Mr. Eich: Thank you for your suggestion. Unless I've been spending time with 
Mescalito, to implement

  getFirstChildOfElement(Papa).withTagName('baby'),

since it has no idea which child is targeted, the first function would have to 
return an array of all children. Thus .withTagName() would have to be added as 
a method of Array. Correct? I'm not sure it would be wise to add the overhead 
as my example is but one of a great many such functions I would wish to create. 
BTW, I already use your suggested technique to emulate such things as 
getComputedStyle(Element,'').getPropertyValue(propName) in my IE6 DOM 
compatibility library.

Mr. Keesey: Thank you for your response. I can't begin to fathom what you have 
written <grin>.

And Mr. Hall: Thank you for your thoughts. I wish there was a clean way to add 
my pet functionality as I've always felt restricted by traditional function 
syntax but as you have pointed out, doing so would create problems.

Excuse the noise from the hinterland. I'm out of my depth. You folks carry on 
with your good work. I'm sure I'll be happy with Es4 and I will use it.
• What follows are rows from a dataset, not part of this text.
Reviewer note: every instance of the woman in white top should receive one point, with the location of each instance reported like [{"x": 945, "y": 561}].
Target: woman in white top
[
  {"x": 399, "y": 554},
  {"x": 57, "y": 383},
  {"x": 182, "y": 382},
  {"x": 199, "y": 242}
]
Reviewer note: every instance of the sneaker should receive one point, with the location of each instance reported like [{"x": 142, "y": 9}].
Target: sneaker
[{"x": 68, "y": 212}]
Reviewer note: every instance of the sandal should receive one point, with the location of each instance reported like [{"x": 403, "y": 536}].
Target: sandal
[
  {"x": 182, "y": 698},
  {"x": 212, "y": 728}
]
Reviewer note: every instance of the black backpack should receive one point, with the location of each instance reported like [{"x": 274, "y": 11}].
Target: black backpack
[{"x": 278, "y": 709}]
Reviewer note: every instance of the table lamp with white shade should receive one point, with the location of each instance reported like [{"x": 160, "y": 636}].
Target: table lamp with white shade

Before I sign out, may I ask if any of you have experience with Snobol? It is, 
in my opinion, a superior string processing language the core concepts of which 
would make an excellent addition to regular expressions.

Regards,
Mark Filipak

T. Michael Keesey wrote:
> On Feb 1, 2008 12:01 PM, Brendan Eich <[EMAIL PROTECTED]> wrote:
>> On Jan 31, 2008, at 5:13 PM, Mark Filipak wrote:
>>
>>> What I have to write now:
>>>
>>>  getFirstChildOfElementWithTagName(Papa, 'baby');
>>>
>>> What I'd like to be able to write:
>>>
>>>  getFirstChildOfElement(Papa)withTagName('baby');
>> If you put a . after the first ) then you can write such a chained
>> expression today. It costs one more function object and one more .
>> character, but if it's important to you for clarity, those costs may
>> be worth paying.
> 
> Also, I may not have the syntax exactly right, but I believe you can
> also do something like this:
> 
> function getFirstChild(argObj:{element:XML, tagName:AnyString}):XML {
>     return element.(name() == tagName)[0];
> }
> 
> var papa:XML;
> // ...
> var firstborn:XML = getFirstChild({element: papa, tagName: "baby"});
> 
> (Actually, in this case, the e4x syntax is so succinct that the
> function is kind of pointless, but you get the idea -- use a single
> argument, of an ad hoc record type, to clarify argument roles.)